Julia – they’re very cute to look at. Possibly a little sweet for my taste, but so much fun 🙂
Savory Simple – thanks!
Erin – glad you enjoyed the story…people can’t quite believe my Mum can’t eat apples, but there you go!
Karen – 100% with you, British apples are delicious and should be celebrated.
Janice – glad you like 🙂
Lorraine – I think it was fate that she’d marry the son of an apple farmer!
Urvashi – double chocolate sounds pretty good to me!
London Bakes – I agree, cake pops are seriously sweet. I tried to tone mine down by using cream instead of frosting, but they’re still pretty intense! I find cupcakes a bit boring flavour-wise, and the same could be said of cake pops, but sometimes it’s fun to make something a bit silly and pretty 🙂
I usually find cake pops a bit too sweet in both the taste and the style, but these are stunning.

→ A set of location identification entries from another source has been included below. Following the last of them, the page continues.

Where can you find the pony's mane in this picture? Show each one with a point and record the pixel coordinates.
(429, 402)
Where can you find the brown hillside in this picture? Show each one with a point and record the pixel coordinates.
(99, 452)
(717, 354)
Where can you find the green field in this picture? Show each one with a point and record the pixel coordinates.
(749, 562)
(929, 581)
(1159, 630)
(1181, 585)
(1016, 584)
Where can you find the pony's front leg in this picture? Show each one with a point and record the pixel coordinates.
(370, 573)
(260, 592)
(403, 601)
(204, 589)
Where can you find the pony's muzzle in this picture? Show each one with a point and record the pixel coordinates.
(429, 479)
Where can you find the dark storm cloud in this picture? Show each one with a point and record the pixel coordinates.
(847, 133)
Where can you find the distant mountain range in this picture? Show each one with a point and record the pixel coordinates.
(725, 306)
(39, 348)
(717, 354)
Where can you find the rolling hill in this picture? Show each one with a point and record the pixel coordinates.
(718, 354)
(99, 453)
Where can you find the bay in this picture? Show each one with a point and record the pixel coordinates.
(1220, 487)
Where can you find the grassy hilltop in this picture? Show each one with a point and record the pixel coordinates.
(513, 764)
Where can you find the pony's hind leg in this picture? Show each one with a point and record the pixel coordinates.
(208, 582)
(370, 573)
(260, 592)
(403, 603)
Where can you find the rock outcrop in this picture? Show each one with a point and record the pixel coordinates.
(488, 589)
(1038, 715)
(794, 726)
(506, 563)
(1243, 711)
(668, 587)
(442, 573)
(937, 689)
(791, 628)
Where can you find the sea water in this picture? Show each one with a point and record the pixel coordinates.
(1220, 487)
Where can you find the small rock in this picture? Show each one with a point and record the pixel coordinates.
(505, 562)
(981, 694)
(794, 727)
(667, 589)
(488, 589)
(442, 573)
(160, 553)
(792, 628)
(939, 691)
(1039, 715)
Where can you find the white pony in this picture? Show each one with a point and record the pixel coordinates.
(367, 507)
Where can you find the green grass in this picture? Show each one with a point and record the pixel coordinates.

Very chic, not twee and sound very tasty too. I am loving your gold dust obsession. It lifts everything to a new level…
Great story…your grandmother was a wise woman. And I totally agree, eat local!!!
So gorgeous. Bonfire night is also my birthday each year, so we celebrated with apple tart and banoffee pie. It seems the toffee apple spirit was there after all!
so cute you just wanna eat them up!
These are gorgeous! Love the flavours in the cake.
How cute, they look lovely.
These look so cute – I am planning to have a go at cake pops!
Miss South – to be completely honest, I found them a little bit sweet too! But sometimes you want something pretty and frivolous – as long as you don’t eat a cake pop hoping for an incredible example of baking, they do the job in a super sweet kind of a way 🙂
Nuts About Food – she is indeed a very wise old woman 🙂
Tori – Happy Birthday! Banoffee pie and apple tart sounds like perfect celebration food, good choice.
Jereme’s Kitchen – cute is definitely the word!
Working London Mummy – the dates in the cake make it really lovely and moist – like balled up sticky toffee pudding!
Words of Deliciousness – thank you 🙂
The Caked Crusader – do have a go, there are so many variations and if you like decorating they’re even more fun than cupcakes!
These are just too pretty for words – some of the best cake pops I’ve ever seen as far as the cake, appearance and flavors! Like I always say – you have some heavy duty..phenomenal .taste and skills!
Your posts always make me want to cry. (In a good way!) I’m the kind of person who smushes pretty baked things. I love how dainty and adorable these are. As usual, awesome post.
These are definitely the APPLES of my eyeS 😀
Awww your toffee apple cake pops are so adorable!!!!! I have to be honest and say I’ve never had a cake pop. They are so cute, but I’ve never been tempted to try one.
Lisa – aw thank you, you’re too kind! 🙂
Susan – I’m not sure I want to make anyone cry (!) but if it’s tears of joy I suppose that’s ok 🙂
Christy – haha, thank you.
Jennifer – they’re very cute to look at but, as I’ve commented above, extremely sweet. Definitely not for the faint-hearted!
I have never tried cake pops, but these are the cutest things ever! I would love to have a go at making these.
They are TOO CUTE!!!
These look amazing! I’m really loving cake pops at the moment.
Anna – I’d never made them before either…they’re so simple to do though.
Food For Think – haha, almost too cute to eat!
Baking Addict – I love the look of cake pops, but not sure I could eat them all the time.
I’m so with you on the disappointing toffee apples – I don’t think I ever had a decent apple beneath the toffee. Not that I have had one for many years. Your little toffee apples are fun, but I can’t quite see the point of cake pops. I’ve made something very similar without the sticks and called them truffles, so I don’t think I can really justify my suspicion.
How adorable are these! And it has cream cheese! I’m sold! 😉
Wow! They look so cute! I really love though the thought of the date cake filling, mmm!